Even patients who do not recall having had chicken pox should receive the vaccine, since the vast majority of people actually did have it in childhood. Vaccination decreases the likelihood of developing shingles and can decrease pain persisting after the rash fades away.
Possible evidence of a shingles outbreak includes:
- The development of pain, tingling, or itching on one side of the body one to five days prior to the rash visibly appearing at that location.
- A painful rash with a strip of blisters which can appear anywhere on the body, but most often on one side of the torso.
- Fever, headache, upset stomach, or chills.
Once your physician has confirmed the diagnosis, they will offer an antiviral medication like acyclovir or valacyclovir. Antivirals help to shorten the duration of the outbreak and decrease the risk of complications.
Should your outbreak area include your face, it is very important to see your eye doctor. The shingles virus can cause permanent vision loss.
The most effective means of decreasing pain and discomfort are oral pain medications.
Is Shingles Contagious?
Yes and No. Prior to crusts forming on the actual blisters, it is technically contagious. Infected patients in this stage should avoid contact with infants, pregnant women, or anyone whose autoimmune system is weak.

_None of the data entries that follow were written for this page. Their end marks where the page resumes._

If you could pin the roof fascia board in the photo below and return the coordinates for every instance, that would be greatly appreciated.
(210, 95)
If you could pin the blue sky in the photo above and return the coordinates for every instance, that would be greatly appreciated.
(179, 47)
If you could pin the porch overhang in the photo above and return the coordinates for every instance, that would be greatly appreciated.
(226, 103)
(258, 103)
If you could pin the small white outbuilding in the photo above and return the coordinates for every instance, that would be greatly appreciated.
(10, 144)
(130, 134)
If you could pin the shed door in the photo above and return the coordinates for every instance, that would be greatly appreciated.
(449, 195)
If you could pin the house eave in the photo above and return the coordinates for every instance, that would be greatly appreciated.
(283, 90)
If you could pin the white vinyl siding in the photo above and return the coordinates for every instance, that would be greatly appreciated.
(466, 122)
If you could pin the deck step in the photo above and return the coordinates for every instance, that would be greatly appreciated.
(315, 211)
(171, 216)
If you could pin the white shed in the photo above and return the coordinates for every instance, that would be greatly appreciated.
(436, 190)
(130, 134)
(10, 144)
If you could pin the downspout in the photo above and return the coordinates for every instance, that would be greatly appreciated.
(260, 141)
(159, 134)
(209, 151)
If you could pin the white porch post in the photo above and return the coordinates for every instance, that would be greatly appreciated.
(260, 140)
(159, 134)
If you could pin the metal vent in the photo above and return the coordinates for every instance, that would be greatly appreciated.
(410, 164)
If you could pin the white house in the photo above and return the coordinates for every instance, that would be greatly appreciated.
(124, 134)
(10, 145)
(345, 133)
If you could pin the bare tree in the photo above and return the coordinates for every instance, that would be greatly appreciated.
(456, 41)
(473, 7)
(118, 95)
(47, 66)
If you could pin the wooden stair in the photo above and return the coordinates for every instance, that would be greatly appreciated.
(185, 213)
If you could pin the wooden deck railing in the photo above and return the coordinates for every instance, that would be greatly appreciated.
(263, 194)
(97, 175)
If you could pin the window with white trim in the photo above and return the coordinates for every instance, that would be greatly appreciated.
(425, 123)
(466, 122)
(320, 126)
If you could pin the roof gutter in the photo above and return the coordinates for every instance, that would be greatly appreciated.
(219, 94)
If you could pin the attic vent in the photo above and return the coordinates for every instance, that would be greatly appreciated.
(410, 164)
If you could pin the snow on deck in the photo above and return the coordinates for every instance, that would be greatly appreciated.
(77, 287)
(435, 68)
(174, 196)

The herpes zoster virus that causes shingles is the same one that produces chicken pox. Therefore, it would be able to spread chicken pox. You cannot spread the actual shingles rash itself.
To contain your outbreak:
- Keep the rash covered.
- Wash hands frequently.
- Avoid touching or scratching the blisters.
In short, if you are 60 or older, it would be wise to obtain the shingles vaccination. This condition is painful, but receiving the antiviral once infected will assist in alleviating symptoms. It is a non-life-threatening condition, but care should be taken to decrease the likelihood of spreading the zoster virus to vulnerable populations while in the contagious phase.